The relationship between these immune markers and clinical outcome is currently being scrutinized. Ahmad et al. reported that CD34+ expression was significantly associated with decreased incidence of molecular remission, increased incidence of early death, and higher WBC count [1]. However, Albano et al. compared CR, OS, and DS between patients with CD34+CD2− APL and CD34−CD2− APL; and there were no significant differences [2]. Nonetheless, both CD2+ and CD34+ immunophenotypes are associated with leukocytosis, so differences in clinical outcomes between patients with CD2+ APL and CD2− APL or CD34+ APL and CD34− APL may be due to WBC counts and not because of CD2+ or CD34+ expression. To examine this possibility, multivariate analysis was used to eliminate any such bias.

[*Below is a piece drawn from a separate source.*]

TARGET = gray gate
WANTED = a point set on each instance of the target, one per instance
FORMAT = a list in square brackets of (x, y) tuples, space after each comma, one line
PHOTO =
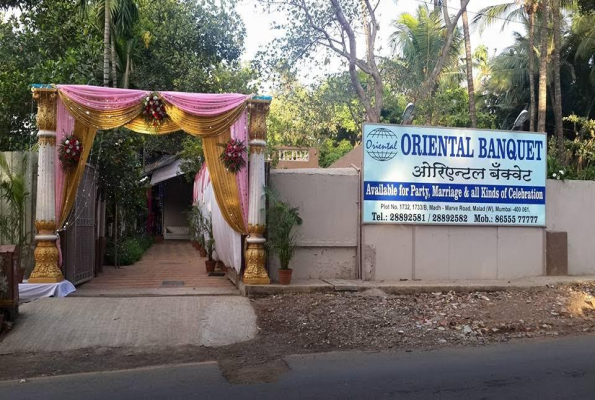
[(79, 246)]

WBC and platelet counts are continually being challenged by new molecular markers as possible diagnostic and prognostic tools for APL [18-20]. To date, there are no markers that can completely replace WBC counts in predicting APL prognosis. In fact, this study showed that the importance of CD2+ is reduced by high WBC counts. However, this research is limited by its retrospective design; therefore, further investigations on the relationships between CD2 and other molecular markers, bcr genotype, FLT3-ITD status, and treatment factors are warranted.

Flow cytometric immunophenotypic analysis can facilitate prompt diagnosis of APL. Although previous studies suggested the association of CD2+, CD34+, and CD56+ phenotypes with poor APL outcomes, the multivariate analysis has demonstrated that WBC count before treatment is the only known independent risk factor that predicts prognosis for this disease in this study population.